La disumanizzazione è funzionale al modello economico

Le manifestazioni di intolleranza e razzismo verso gli immigrati sono un modo per distogliere dai grandi temi che la complessità ci pone e non si ha la capacità di affrontare: meglio prendersela con chi ha un diverso colore della pelle o con il rom piuttosto che dire come risolvere i problemi del lavoro, della casa, del trasporto pubblico ecc. Il “prima gli Italiani” è semplicemente uno slogan per mascherare questa incapacità.
Possiamo ritrovare la nostra umanità – dice Soumahoro – solo attraverso la consapevolezza che viviamo in un mondo in cui le ingiustizie sociali sono cresciute a causa di un modello economico che riduce l’essere umano a merce. Dal bracciante africano al rider che porta le pizze in bicicletta, dalla badante straniera al giornalista precario, tutto il mondo del lavoro è stato atomizzato e i lavoratori indeboliti, fino a rendere invisibili migliaia di persone che vivono ai margini della società. Marginalizzazione e riduzione in schiavitù sono interne al modello di sviluppo dominante, qui è da ricercare la causa della disumanizzazione presente in una tendenza culturale. Gli immigrati sono tra gli strati più deboli della società e ne vengono colpiti di più, ma è l’intera società che sta perdendo i suoi connotati di comunità umana.

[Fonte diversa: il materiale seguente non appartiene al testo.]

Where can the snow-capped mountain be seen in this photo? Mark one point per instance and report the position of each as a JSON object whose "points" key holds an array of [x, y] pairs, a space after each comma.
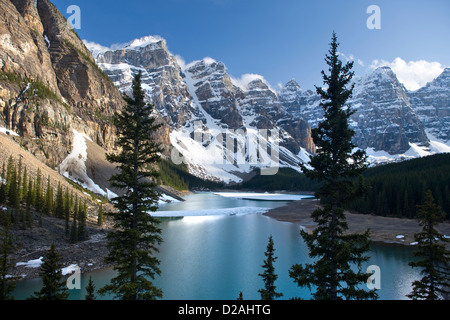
{"points": [[213, 120], [219, 130], [384, 118], [390, 122], [432, 105]]}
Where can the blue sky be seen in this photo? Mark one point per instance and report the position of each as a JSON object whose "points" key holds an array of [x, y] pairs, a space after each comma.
{"points": [[281, 39]]}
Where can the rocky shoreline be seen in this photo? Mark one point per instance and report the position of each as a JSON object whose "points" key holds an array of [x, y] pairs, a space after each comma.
{"points": [[89, 255], [387, 230]]}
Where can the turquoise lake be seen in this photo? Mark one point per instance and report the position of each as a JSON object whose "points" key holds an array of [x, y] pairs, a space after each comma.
{"points": [[217, 256]]}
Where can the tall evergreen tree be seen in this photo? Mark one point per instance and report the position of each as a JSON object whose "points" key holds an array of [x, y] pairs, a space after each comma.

La biografia di Soumahoro, testimonianza di una liberazione

È la sua stessa biografia a testimoniare come un’esperienza di vita sfruttata, a volte umiliata possa trasformarsi in un progetto di futuro non solo per sé stessa e per gli immigrati ma anche per tutti coloro che subiscono condizioni di vita e lavoro non degne della condizione umana: da bracciante a dirigente sindacale con un percorso di studi – laurea in Sociologia e letture personali – Soumahoro ha fatto parlare di sé come di un nuovo Giuseppe Di Vittorio.
La nipote di Di Vittorio, Silvia Berti, intervenuta alla presentazione, ha raccontato di aver voluto conoscere Soumahoro perché nella capacità di quest’ultimo di tradurre i problemi della propria esperienza di lavoratore in proposta generale dentro una dimensione europea ha ritrovato l’eredità di suo nonno. E il carattere esemplare del linguaggio e dell’operato di Soumahoro risalta ancor più nel panorama politico e sindacale italiano, in cui mancano voci che sappiano davvero rappresentare i bisogni e le aspirazioni di tanti; “da tanto tempo – ha detto Concita De Gregorio dopo il racconto che l’autore ha fatto del suo percorso – non sentivo questo parlare politico”.

Umanità in rivolta: libro di A. Soumahoro
Umanità in rivolta. Copertina

Dire di no alla disumanità, come l’uomo in rivolta di Albert Camus

Umanità in rivolta. La nostra lotta per il lavoro e il diritto alla felicità: nel titolo del libro di Soumahoro c’è il richiamo alla prospettiva in cui porsi per sottrarsi al processo disumanizzante in atto e per costruire una società più giusta. La difesa dei diritti umani fondamentali è la bussola che può guidare verso la liberazione e la realizzazione di sé stessi, ma bisogna ribellarsi e “dire di no” a un sistema che divide gli uomini in categorie titolari o meno di diritti a seconda del colore della pelle, dell’etnia, dell’appartenenza sociale o religiosa.
Per questo l’accoglienza dei migranti deve essere sentita come un dovere per una società rispettosa dei diritti di tutti, come ha dimostrato Mimmo Lucano, che ha rivitalizzato il Comune di Riace, un’esperienza modello che ha svelato tutta l’infondatezza di una propaganda che vede il migrante come minaccia. Si è fatto di tutto per demolirla, ma resta ciò che quell’esperienza insegna e cioè che i migranti non sono solo braccia da utilizzare o disperati da assistere, ma sono una risorsa per la collettività e che laddove c’è una comunità che accoglie la vita migliora per tutti.